Financial Assistance

Financial Assistance – Supporting Guidelines

In support of our mission, the Paternostro Cancer Foundation provides supplementary financial assistance to families living in Lycoming County, PA with financial needs resulting from expenses associated with their cancer treatment.

This program covers specific non-medical costs related to a cancer diagnosis. Direct medical expenses will not be covered. Financial assistance may be available to those families that meet the following criteria:

1.  The patient must be a undergoing cancer treatment as defined by doctors providing treatment to the patient. Special consideration will be given to mothers with young child/children (defined as child/children under the age of 12 at the time of diagnosis).

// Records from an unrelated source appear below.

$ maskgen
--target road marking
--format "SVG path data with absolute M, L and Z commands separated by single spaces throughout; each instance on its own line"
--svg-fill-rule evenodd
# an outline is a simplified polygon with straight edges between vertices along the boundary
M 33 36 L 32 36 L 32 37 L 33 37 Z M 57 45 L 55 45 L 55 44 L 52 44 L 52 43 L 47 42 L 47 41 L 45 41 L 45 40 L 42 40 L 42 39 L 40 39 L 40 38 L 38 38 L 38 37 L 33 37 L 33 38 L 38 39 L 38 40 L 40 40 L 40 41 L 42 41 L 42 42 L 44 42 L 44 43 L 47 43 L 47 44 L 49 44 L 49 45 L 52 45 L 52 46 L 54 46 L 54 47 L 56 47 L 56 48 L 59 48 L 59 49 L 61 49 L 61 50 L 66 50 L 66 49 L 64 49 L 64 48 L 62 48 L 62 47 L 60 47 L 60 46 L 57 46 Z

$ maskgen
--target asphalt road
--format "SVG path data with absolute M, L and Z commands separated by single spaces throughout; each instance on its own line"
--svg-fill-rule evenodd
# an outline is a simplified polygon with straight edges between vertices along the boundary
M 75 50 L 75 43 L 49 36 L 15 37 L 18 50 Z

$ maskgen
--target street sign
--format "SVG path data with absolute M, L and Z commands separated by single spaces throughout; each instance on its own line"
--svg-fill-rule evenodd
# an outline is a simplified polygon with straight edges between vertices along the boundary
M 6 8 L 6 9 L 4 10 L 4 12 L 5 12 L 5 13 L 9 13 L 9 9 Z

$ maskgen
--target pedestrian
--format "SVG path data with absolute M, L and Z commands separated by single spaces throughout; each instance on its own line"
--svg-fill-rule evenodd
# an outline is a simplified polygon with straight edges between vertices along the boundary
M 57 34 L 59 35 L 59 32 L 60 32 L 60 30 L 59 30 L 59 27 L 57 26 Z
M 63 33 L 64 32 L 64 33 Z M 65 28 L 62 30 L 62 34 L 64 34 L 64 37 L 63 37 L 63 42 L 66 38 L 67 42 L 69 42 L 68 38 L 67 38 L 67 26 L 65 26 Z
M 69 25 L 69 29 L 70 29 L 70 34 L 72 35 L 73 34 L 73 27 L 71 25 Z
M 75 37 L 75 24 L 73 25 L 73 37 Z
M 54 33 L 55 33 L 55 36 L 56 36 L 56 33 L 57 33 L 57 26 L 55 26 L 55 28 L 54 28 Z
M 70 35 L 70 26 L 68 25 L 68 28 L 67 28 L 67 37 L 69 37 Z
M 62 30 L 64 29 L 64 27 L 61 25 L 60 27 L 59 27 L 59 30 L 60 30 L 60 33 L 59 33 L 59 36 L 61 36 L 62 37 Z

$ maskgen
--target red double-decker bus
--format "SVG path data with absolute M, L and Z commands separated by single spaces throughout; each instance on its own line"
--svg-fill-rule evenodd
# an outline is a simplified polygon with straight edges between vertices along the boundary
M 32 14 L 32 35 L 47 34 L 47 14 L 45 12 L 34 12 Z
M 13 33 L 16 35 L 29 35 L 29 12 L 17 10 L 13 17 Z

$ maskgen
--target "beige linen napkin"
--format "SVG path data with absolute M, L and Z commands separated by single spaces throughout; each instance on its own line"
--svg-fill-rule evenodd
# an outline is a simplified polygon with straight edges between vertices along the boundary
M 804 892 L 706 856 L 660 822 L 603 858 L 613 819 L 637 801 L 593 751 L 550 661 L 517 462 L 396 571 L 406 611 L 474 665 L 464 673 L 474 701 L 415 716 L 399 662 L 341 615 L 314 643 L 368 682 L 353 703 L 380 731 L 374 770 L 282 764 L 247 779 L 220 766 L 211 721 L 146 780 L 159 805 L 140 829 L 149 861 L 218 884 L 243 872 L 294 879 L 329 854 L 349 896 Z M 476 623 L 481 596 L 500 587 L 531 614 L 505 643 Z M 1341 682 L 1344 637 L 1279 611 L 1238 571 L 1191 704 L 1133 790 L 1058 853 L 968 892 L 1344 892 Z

2.  The request for assistance must be submitted by the patient navigator at the UPMC Hillman Cancer Center in Williamsport, or by a related cancer center, on the behalf of the family.

Funding is limited and based on availability. All information is strictly confidential.

Once reviewed, the Paternostro Cancer Foundation will work directly with the UPMC Hillman Cancer Center in Williamsport, or related cancer center, to confirm or reject the request for funding.

Payment will be made by check to pay for the approved expense directly to the utility company providing the service. Occasionally, gas and grocery cards will be provided in lieu of a direct utility payment.

From time to time, and under exceptional circumstances, the Paternostro Cancer Foundation may receive requests for financial support which fall outside of the boundaries of our mission.  In those instances, the Paternostro Cancer Foundation Board of Directors will consider one-time requests for financial assistance.  These one-time requests may only be granted with a unanimous vote of the Board.

Please work with your hospital patient navigator to complete and return the financial assistance request form.